I just started getting into speedsolving pyraminx's and was wondering how you lube them. They have holes in the middle like a 2x2, so would you spray in there (like a 2x2). Or would you turn it a little and lube an inside piece (but the problem is this wouldn't get the tips). So, I searched the forum and couldn't find an answer, which brings me to the question, how do you lube a pyraminx?

David Weisiger


----------



## TheMachanga (Aug 28, 2010)

If it's a qj DON'T take it apart. If it's not, still don't take it apart. Turn it half way, spary 1 spray on the inside of the piece, then turn it back.


----------



## flee135 (Aug 28, 2010)

I just put the lube between the gaps of the puzzle. If you're going to lube the tips, you would have to do all four of them separately.


----------



## The Puzzler (Aug 28, 2010)

Why not take the QJ apart. I did that and now it sucks.


----------



## CubesOfTheWorld (Aug 28, 2010)

I took an edge out and sprayed silicone in.

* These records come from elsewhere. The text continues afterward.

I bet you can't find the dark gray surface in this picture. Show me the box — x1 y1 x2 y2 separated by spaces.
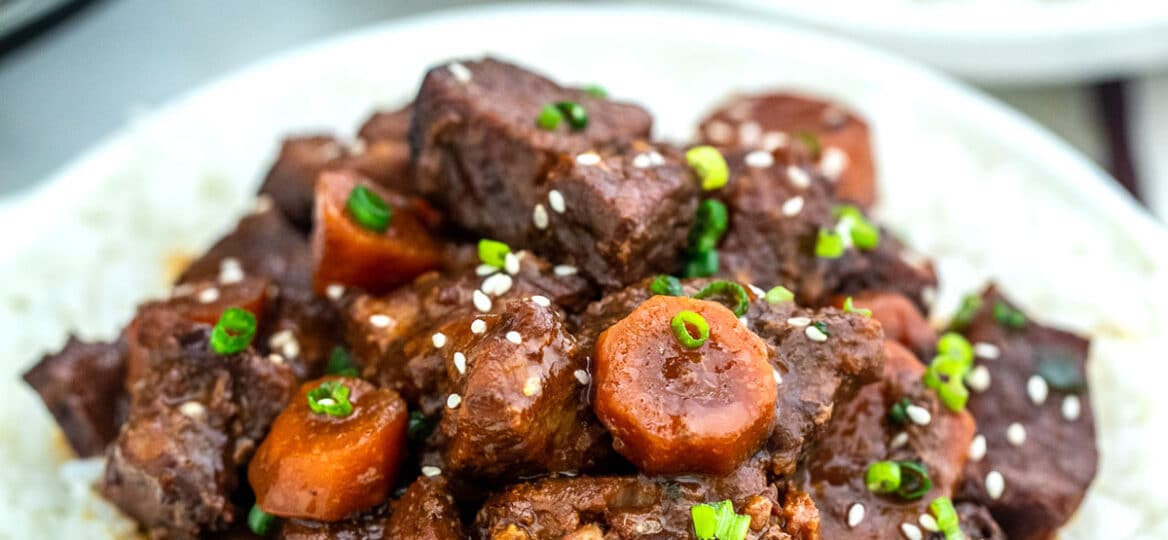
0 0 482 195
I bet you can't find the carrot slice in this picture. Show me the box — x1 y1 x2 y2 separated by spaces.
248 376 406 521
593 296 777 473
312 171 442 293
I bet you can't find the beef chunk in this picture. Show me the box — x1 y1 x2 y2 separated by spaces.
800 341 974 539
179 208 312 289
102 318 296 538
385 476 466 540
474 457 819 540
718 146 937 310
410 60 677 291
25 335 128 457
697 92 876 207
577 279 884 475
961 288 1099 540
348 264 610 478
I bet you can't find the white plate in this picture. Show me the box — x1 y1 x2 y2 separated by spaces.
0 6 1168 539
722 0 1168 84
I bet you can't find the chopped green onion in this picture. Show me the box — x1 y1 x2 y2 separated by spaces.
535 105 564 131
888 397 912 425
864 462 901 493
346 186 394 233
211 307 256 354
248 504 279 536
649 275 686 296
556 102 588 131
994 300 1026 330
929 497 965 540
479 238 510 268
843 296 872 317
582 84 609 99
325 347 357 376
896 462 933 500
815 229 843 258
953 295 981 328
669 310 710 348
694 279 750 317
764 285 795 304
682 249 718 277
686 146 730 192
308 381 353 416
405 410 437 443
689 199 730 252
1036 352 1087 393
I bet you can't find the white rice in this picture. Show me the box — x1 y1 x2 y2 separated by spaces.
0 26 1168 539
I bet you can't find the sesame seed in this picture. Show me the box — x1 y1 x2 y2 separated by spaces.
471 289 491 313
471 319 487 334
446 62 471 84
819 146 848 180
479 274 515 296
199 286 218 304
705 120 734 144
179 401 207 418
369 313 394 328
1006 422 1026 446
1063 395 1083 422
986 471 1006 500
783 195 804 217
787 165 811 189
531 205 548 230
220 257 243 285
760 131 790 152
503 254 519 276
848 503 864 527
965 366 990 393
523 376 543 397
576 152 600 167
973 341 1002 360
745 150 774 168
1026 375 1050 406
904 404 933 425
969 434 986 462
917 514 941 533
548 189 568 214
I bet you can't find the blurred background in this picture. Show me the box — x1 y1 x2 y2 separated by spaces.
0 0 1168 221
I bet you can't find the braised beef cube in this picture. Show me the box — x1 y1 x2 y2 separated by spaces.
718 148 937 311
385 476 467 540
961 288 1099 540
102 321 296 538
410 58 668 286
800 341 975 539
697 92 876 207
179 205 312 289
474 458 803 539
25 335 128 457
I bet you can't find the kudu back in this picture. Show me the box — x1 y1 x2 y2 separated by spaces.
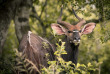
19 31 55 71
19 6 96 73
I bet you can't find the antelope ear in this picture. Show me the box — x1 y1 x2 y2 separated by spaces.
81 23 96 34
51 24 66 35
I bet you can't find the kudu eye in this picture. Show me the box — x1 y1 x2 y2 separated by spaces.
68 31 72 33
79 30 81 33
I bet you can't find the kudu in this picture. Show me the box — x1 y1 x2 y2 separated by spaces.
19 6 96 73
51 6 96 64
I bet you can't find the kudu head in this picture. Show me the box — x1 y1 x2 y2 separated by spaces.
51 6 96 44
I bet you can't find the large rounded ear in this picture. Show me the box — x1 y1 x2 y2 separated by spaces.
51 24 66 35
81 23 96 34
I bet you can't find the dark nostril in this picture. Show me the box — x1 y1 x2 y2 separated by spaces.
74 37 80 40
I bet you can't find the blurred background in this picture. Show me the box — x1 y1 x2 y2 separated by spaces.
0 0 110 74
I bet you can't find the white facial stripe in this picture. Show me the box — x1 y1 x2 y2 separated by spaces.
73 31 79 32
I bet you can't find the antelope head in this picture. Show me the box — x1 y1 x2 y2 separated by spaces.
51 6 96 44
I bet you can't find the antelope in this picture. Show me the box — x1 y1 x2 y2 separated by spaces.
51 6 96 64
19 6 96 73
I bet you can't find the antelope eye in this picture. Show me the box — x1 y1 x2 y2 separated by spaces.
68 31 72 33
79 30 81 33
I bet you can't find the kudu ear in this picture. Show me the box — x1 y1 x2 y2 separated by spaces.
81 23 96 34
51 24 66 35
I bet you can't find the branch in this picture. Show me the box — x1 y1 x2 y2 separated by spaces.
39 0 47 18
30 7 44 27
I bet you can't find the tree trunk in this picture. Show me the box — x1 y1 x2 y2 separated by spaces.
14 0 32 42
0 0 20 54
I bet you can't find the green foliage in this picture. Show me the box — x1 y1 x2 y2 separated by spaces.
0 0 110 74
42 39 96 74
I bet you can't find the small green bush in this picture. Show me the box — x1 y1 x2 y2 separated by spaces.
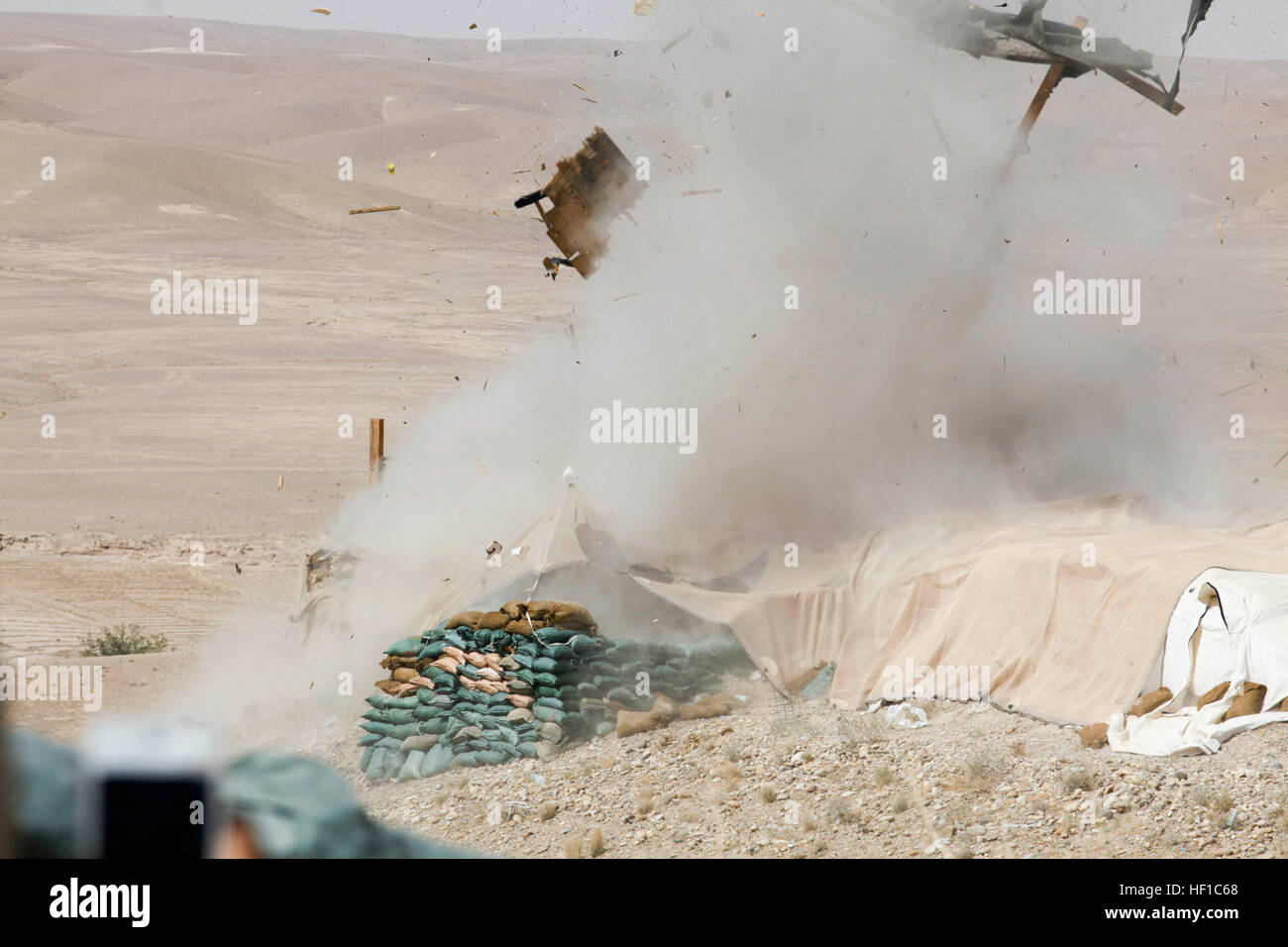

EDIT: And it was a QJ. It made it really good.

DOUBLEDIT: I didn't take the tips off, though.


----------



## The Puzzler (Aug 28, 2010)

You can take the tips off? 0_0


----------



## CubesOfTheWorld (Aug 28, 2010)

The Puzzler said:


> You can take the tips off? 0_0



Yes, you can yank them off. Not a good idea, though.


----------



## Cubing321 (Aug 28, 2010)

i lubed my qj through the little hole between the three center pieces and now its AMAZING


----------



## JayCuber (Aug 28, 2010)

Turn one layer 45 degrees and take out the piece.


----------



## CubesOfTheWorld (Aug 28, 2010)

JayCuber said:


> Turn one layer *60* degrees and take out the piece.



Fixed.


----------



## Carrot (Aug 28, 2010)

Is people lubing pyraminxes nowadays... cool =D I only do it with my edison (and that's because it can't turn if you don't lube it =D )


----------